In 1789, the U.S. War Department organized the country’s first standing army — 700 soldiers who would serve for three years.

In 1923, Britain began to govern Palestine under a League of Nations mandate.

In 1936, in the U.S. presidential race between Franklin D. Roosevelt and Alf Landon, the Democratic and Republican parties used radio for the first time.

In 1941, the Babi Yar massacre of nearly 34,000 Jewish men, women and children began on the outskirts of Kiev in Nazi-occupied Ukraine.

In 1965, Communist North Vietnam announced that U.S. pilots taken prisoner would be tried as war criminals.

In 1988, Stacy Marie Allison, a construction worker from Portland, Ore., became the first American woman and the world’s seventh to scale Mount Everest.

In 1992, Earvin “Magic” Johnson announced he was returning to the Los Angeles Lakers less than a year after he retired because he had the AIDS virus. A month later, Johnson announced his retirement for a second time.

In 2005, John Roberts Jr. easily won confirmation by the U.S. Senate and was sworn in as chief justice of the U.S. Supreme Court. He succeeded the late William Rehnquist.
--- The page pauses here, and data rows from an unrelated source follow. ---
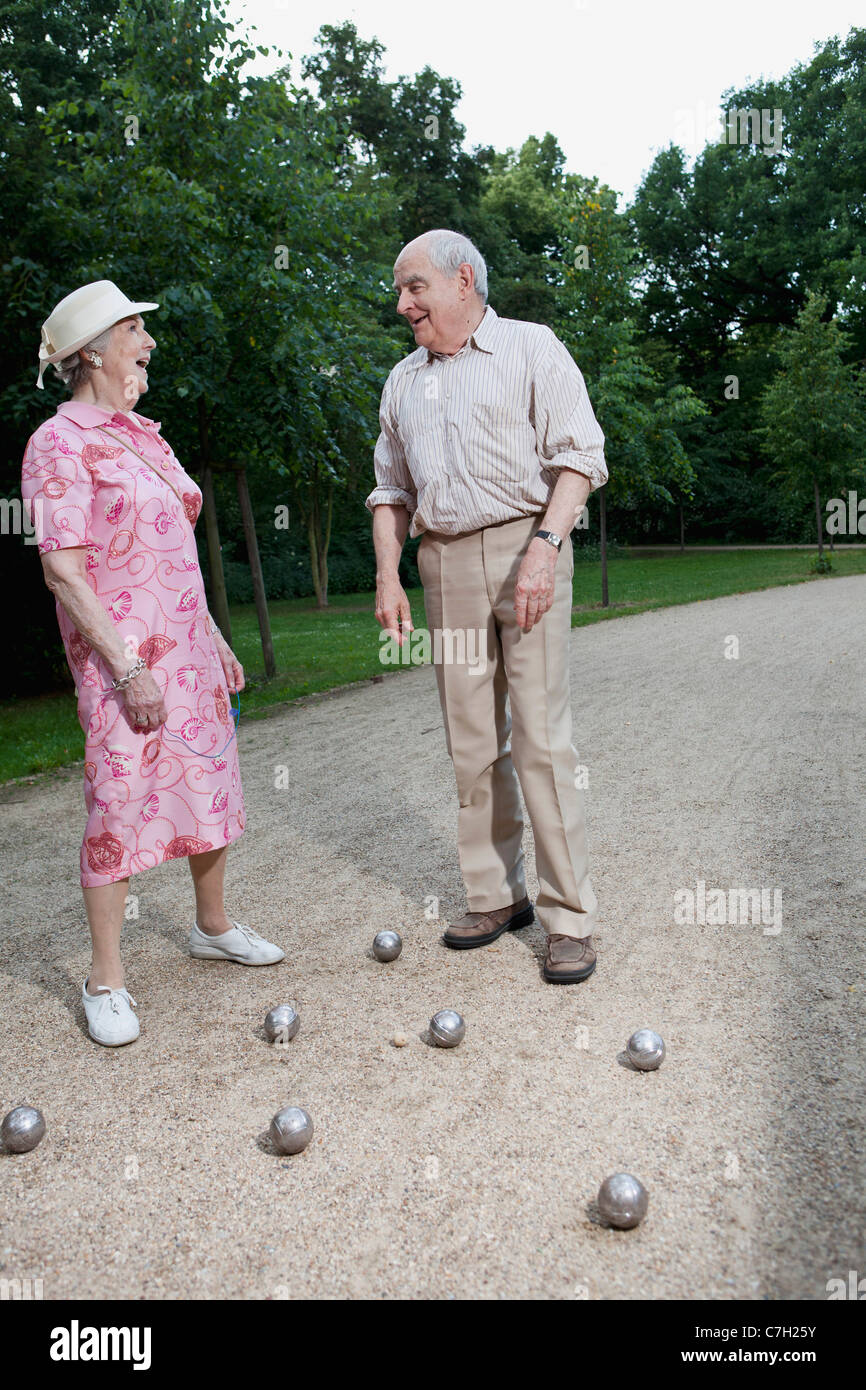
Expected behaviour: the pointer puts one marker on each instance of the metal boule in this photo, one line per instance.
(645, 1050)
(22, 1129)
(387, 945)
(291, 1130)
(446, 1027)
(281, 1023)
(623, 1200)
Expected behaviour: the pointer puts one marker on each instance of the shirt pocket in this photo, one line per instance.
(501, 444)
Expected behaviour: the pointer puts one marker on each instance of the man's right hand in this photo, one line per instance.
(392, 609)
(145, 705)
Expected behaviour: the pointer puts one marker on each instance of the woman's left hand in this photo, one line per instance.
(231, 666)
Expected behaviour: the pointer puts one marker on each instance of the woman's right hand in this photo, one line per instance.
(145, 705)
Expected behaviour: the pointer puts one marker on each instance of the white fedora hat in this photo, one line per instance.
(82, 316)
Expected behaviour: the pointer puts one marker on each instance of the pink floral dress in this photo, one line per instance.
(166, 792)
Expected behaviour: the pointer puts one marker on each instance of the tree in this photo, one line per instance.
(815, 410)
(640, 412)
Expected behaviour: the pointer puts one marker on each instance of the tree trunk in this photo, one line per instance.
(819, 519)
(319, 540)
(218, 597)
(260, 597)
(602, 513)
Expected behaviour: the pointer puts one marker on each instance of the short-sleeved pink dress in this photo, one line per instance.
(166, 792)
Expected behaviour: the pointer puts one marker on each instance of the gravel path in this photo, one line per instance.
(473, 1172)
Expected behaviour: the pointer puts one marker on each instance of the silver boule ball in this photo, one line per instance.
(645, 1050)
(281, 1025)
(623, 1200)
(446, 1027)
(22, 1129)
(387, 945)
(291, 1130)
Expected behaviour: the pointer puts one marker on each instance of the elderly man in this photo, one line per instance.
(488, 451)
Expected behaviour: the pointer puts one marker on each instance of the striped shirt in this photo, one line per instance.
(481, 437)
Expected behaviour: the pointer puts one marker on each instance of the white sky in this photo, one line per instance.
(613, 79)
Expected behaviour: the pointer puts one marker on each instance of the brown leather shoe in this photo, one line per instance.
(569, 959)
(478, 929)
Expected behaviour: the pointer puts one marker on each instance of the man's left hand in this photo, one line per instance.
(534, 587)
(231, 666)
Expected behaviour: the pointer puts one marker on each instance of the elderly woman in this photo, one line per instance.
(114, 516)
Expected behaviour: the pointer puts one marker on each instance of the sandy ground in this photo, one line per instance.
(473, 1172)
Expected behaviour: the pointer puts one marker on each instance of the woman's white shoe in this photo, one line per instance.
(110, 1018)
(241, 944)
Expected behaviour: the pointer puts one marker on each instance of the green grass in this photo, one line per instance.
(317, 651)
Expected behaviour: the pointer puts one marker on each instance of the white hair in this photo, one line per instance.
(74, 370)
(449, 250)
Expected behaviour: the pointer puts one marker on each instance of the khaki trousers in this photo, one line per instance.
(469, 595)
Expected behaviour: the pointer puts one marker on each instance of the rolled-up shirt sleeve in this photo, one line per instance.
(392, 477)
(566, 430)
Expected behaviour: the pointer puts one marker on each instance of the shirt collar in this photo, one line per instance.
(483, 337)
(89, 416)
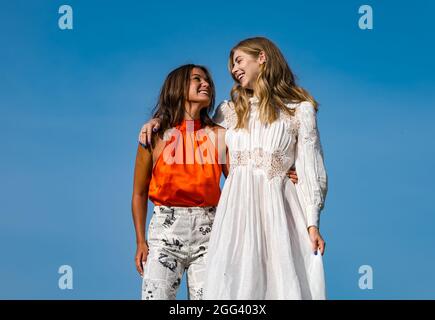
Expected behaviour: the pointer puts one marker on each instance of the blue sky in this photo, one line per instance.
(72, 103)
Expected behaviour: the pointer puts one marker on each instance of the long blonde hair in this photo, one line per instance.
(275, 85)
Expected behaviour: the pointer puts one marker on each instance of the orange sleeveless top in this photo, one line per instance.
(187, 172)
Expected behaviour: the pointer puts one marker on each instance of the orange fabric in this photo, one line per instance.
(186, 174)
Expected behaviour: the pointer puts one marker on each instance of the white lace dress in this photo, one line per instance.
(259, 246)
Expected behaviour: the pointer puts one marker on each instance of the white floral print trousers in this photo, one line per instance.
(177, 241)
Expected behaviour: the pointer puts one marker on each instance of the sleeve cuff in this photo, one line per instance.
(313, 216)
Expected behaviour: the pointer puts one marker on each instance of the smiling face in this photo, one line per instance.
(246, 68)
(199, 88)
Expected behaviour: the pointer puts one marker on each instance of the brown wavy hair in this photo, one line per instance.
(174, 94)
(274, 87)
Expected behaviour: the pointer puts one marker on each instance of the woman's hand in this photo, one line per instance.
(316, 240)
(141, 257)
(292, 175)
(147, 131)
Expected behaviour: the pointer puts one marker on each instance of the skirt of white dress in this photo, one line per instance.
(259, 247)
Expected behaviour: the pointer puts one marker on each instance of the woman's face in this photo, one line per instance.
(246, 68)
(199, 88)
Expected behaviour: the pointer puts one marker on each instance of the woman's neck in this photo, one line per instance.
(192, 111)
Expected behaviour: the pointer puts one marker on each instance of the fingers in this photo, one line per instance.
(322, 245)
(314, 245)
(139, 266)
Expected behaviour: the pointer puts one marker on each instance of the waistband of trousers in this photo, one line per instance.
(184, 210)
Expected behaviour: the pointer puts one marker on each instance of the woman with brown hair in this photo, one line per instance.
(180, 173)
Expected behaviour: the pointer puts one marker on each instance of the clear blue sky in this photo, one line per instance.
(72, 103)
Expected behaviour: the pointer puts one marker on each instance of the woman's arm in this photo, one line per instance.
(139, 202)
(312, 185)
(147, 131)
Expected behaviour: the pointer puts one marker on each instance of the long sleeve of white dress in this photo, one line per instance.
(312, 183)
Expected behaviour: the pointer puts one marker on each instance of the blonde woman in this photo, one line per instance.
(265, 239)
(264, 245)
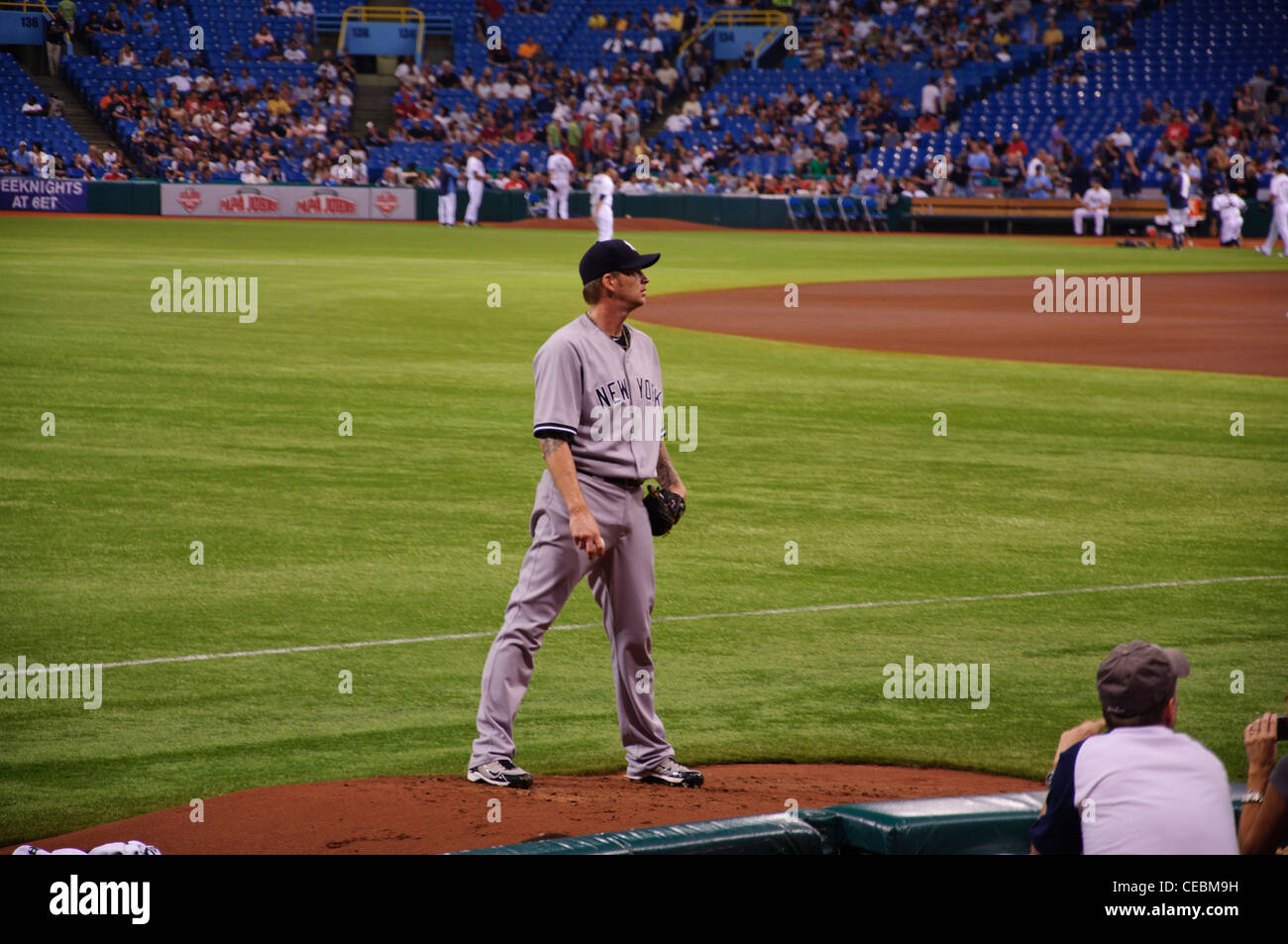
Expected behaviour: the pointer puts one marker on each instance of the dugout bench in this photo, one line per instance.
(1009, 211)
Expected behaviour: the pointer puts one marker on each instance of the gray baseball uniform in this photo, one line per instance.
(604, 394)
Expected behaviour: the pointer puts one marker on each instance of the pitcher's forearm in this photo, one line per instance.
(563, 471)
(666, 474)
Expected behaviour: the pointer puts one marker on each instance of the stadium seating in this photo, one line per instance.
(55, 136)
(1189, 52)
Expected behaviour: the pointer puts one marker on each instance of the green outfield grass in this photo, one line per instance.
(179, 428)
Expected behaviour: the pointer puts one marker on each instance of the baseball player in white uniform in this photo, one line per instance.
(589, 520)
(559, 167)
(1279, 210)
(1095, 204)
(1229, 209)
(601, 201)
(447, 178)
(475, 176)
(1176, 189)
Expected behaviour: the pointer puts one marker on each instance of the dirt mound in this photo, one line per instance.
(442, 814)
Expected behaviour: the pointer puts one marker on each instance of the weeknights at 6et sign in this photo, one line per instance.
(52, 196)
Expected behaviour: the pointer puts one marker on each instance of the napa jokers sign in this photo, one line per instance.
(283, 201)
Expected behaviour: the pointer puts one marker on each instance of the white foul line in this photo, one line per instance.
(820, 608)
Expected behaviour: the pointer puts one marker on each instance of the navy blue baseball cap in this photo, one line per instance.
(613, 256)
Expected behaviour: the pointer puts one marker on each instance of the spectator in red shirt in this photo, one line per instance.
(1177, 130)
(1018, 146)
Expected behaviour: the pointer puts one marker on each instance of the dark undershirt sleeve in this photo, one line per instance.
(1059, 831)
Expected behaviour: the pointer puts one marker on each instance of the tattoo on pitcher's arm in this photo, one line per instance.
(550, 445)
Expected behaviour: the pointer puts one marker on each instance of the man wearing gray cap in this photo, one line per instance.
(1140, 788)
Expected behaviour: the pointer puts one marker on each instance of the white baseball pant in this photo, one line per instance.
(472, 210)
(447, 207)
(559, 201)
(1278, 228)
(1232, 227)
(604, 222)
(1082, 213)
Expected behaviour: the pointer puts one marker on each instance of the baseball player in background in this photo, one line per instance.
(475, 178)
(1095, 204)
(1279, 213)
(601, 201)
(589, 520)
(449, 176)
(559, 167)
(1229, 209)
(1176, 188)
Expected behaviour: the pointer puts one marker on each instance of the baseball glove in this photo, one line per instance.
(664, 509)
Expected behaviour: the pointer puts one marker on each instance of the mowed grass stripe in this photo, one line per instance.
(175, 428)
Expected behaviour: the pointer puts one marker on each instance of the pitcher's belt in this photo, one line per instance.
(630, 484)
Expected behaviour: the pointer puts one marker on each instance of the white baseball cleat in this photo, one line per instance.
(500, 773)
(669, 773)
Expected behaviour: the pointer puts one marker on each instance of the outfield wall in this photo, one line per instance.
(303, 201)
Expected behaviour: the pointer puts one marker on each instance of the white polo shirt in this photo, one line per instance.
(1138, 790)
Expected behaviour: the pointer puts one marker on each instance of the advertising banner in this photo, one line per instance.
(249, 201)
(52, 196)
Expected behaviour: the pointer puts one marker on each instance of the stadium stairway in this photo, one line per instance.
(75, 112)
(373, 101)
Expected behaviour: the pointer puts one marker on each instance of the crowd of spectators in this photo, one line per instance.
(201, 127)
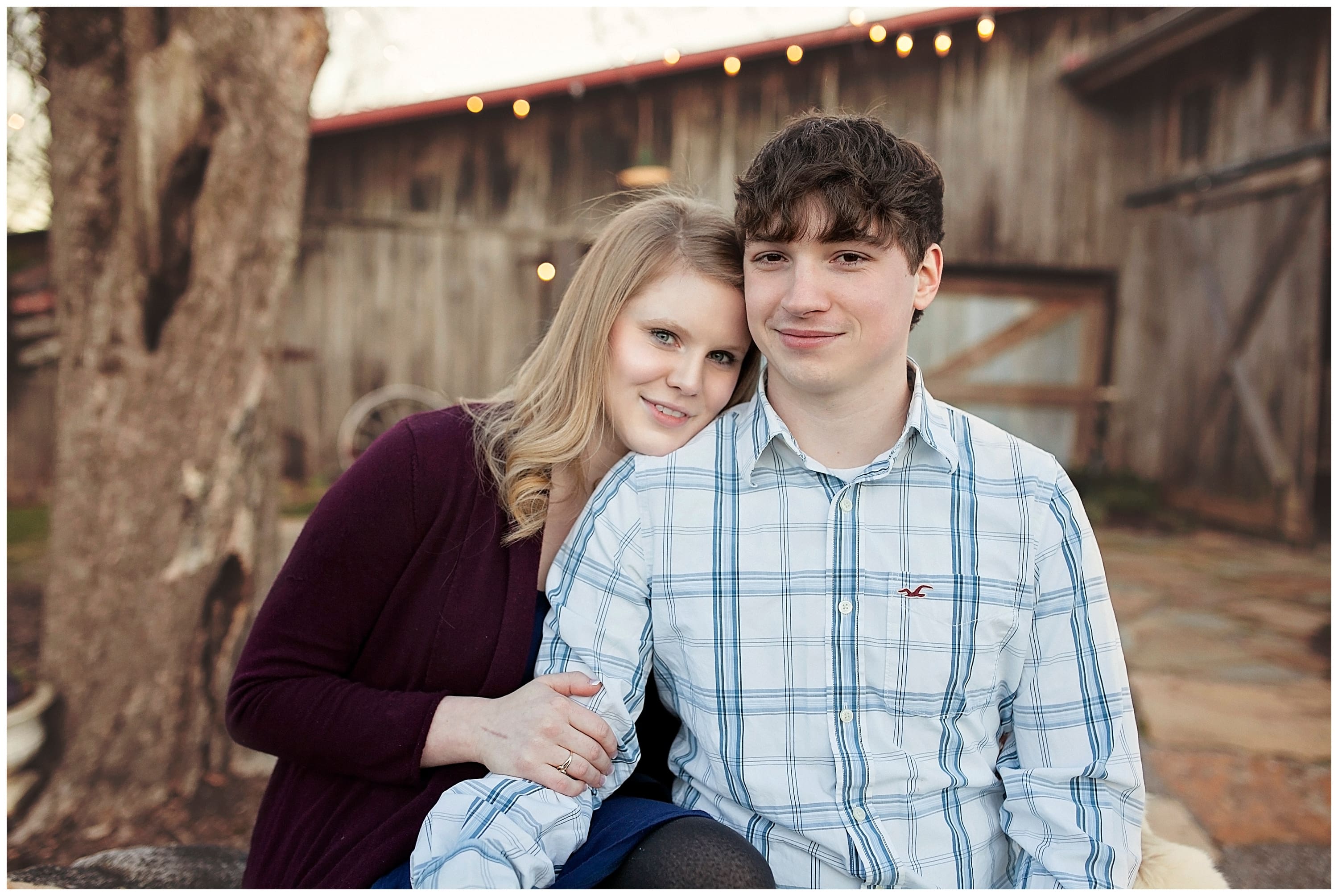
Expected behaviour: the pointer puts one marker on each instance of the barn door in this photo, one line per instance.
(1027, 352)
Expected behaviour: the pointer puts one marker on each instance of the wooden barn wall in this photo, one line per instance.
(1269, 81)
(422, 238)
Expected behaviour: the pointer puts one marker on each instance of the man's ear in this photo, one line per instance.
(929, 276)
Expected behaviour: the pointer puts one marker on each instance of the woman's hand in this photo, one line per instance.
(528, 735)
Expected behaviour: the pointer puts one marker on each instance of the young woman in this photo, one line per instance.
(394, 654)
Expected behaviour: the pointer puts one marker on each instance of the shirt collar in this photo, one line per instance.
(763, 427)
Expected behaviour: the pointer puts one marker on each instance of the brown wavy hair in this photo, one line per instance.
(553, 410)
(874, 186)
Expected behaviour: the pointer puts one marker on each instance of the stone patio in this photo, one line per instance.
(1231, 696)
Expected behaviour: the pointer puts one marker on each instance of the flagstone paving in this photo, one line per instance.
(1231, 695)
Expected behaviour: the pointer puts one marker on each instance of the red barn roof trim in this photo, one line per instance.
(627, 74)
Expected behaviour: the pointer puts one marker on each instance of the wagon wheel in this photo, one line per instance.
(376, 412)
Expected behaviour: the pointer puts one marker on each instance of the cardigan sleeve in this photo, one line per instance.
(291, 695)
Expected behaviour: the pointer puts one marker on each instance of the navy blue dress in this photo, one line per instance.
(641, 806)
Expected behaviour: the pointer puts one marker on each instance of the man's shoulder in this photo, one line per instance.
(988, 451)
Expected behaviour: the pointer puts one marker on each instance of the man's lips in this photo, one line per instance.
(797, 339)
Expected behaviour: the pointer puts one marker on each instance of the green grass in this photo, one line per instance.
(29, 525)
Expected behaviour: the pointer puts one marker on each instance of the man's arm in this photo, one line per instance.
(1071, 768)
(505, 832)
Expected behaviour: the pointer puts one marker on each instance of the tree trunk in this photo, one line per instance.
(178, 158)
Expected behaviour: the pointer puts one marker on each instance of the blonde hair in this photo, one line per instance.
(553, 410)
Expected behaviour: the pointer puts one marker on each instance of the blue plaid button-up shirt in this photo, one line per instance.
(912, 678)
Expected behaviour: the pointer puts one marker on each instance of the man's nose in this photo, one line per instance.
(806, 293)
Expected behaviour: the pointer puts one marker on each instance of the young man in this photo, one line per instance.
(882, 621)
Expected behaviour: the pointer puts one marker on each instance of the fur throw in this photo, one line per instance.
(1171, 866)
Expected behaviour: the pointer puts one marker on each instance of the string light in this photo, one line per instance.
(985, 27)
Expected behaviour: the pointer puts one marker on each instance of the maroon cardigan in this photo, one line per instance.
(398, 594)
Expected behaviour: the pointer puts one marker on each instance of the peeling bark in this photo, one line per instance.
(178, 156)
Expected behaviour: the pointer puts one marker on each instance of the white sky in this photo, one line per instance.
(394, 55)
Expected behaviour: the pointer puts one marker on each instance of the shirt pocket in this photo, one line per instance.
(945, 637)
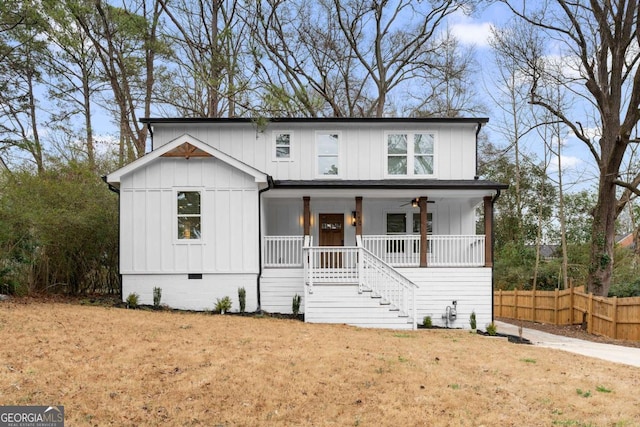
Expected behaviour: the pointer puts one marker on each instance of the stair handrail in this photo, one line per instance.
(400, 300)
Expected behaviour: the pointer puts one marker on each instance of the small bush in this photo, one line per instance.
(157, 296)
(242, 298)
(622, 290)
(426, 322)
(132, 300)
(295, 305)
(223, 305)
(492, 329)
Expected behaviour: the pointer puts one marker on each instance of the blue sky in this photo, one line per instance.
(578, 165)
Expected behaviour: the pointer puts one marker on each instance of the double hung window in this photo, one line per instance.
(328, 154)
(189, 215)
(410, 154)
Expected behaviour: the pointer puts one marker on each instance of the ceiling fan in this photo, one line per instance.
(414, 202)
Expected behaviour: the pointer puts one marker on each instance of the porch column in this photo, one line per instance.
(488, 231)
(422, 203)
(306, 216)
(358, 216)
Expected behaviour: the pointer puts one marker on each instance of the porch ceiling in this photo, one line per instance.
(433, 189)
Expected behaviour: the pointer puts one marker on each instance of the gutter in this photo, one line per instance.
(477, 133)
(117, 191)
(493, 216)
(111, 187)
(269, 187)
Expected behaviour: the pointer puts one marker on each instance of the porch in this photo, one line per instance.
(365, 261)
(397, 251)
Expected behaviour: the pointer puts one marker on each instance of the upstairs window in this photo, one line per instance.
(282, 146)
(410, 154)
(328, 152)
(189, 215)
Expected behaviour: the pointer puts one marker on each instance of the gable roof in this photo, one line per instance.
(185, 146)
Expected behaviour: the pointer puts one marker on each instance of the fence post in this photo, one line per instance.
(590, 324)
(555, 306)
(360, 261)
(614, 317)
(533, 305)
(571, 304)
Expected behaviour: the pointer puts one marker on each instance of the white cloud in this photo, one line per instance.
(472, 33)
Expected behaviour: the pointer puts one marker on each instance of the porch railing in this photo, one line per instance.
(395, 250)
(442, 250)
(282, 251)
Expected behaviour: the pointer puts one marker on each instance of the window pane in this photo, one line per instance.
(283, 139)
(328, 165)
(282, 152)
(416, 222)
(397, 165)
(423, 165)
(423, 143)
(396, 223)
(188, 227)
(188, 202)
(397, 144)
(327, 144)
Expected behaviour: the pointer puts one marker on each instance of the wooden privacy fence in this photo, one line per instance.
(611, 317)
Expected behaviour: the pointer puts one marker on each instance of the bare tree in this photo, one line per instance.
(345, 58)
(209, 41)
(20, 73)
(127, 45)
(598, 43)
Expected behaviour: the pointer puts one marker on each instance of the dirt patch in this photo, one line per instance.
(572, 331)
(113, 366)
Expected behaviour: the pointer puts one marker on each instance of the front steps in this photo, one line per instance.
(341, 303)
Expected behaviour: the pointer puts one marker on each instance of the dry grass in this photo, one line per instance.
(110, 366)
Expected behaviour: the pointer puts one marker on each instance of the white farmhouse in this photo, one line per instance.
(371, 221)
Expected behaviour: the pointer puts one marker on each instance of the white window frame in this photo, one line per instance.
(176, 215)
(317, 155)
(274, 138)
(411, 155)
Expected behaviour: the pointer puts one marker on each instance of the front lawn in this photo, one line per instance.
(112, 366)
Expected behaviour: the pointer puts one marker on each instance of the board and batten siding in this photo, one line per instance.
(148, 216)
(362, 146)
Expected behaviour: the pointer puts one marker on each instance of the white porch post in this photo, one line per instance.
(488, 231)
(422, 202)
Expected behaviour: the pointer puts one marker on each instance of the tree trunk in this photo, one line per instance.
(603, 237)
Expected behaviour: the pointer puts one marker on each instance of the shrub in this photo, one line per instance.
(132, 300)
(157, 296)
(223, 305)
(242, 298)
(622, 290)
(426, 322)
(492, 329)
(295, 305)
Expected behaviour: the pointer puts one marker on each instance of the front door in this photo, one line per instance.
(331, 234)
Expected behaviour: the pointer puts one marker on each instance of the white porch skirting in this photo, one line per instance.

In 2006, U.S. Rep. Mark Foley, R-Fla., resigned in the wake of revelations he sent inappropriate email messages to an underage former Capitol Hill page.

In 2008, the Dow Jones industrial average dropped almost 778 points, its biggest one-day point decline.

In 2011, a special court in India convicted 269 police officers and others for their roles in a 1992 raid on a small village that resulted in multiple rapes and beatings.

In 2014, Ashraf Ghani was sworn in as president of Afghanistan, succeeding Hamid Karzai.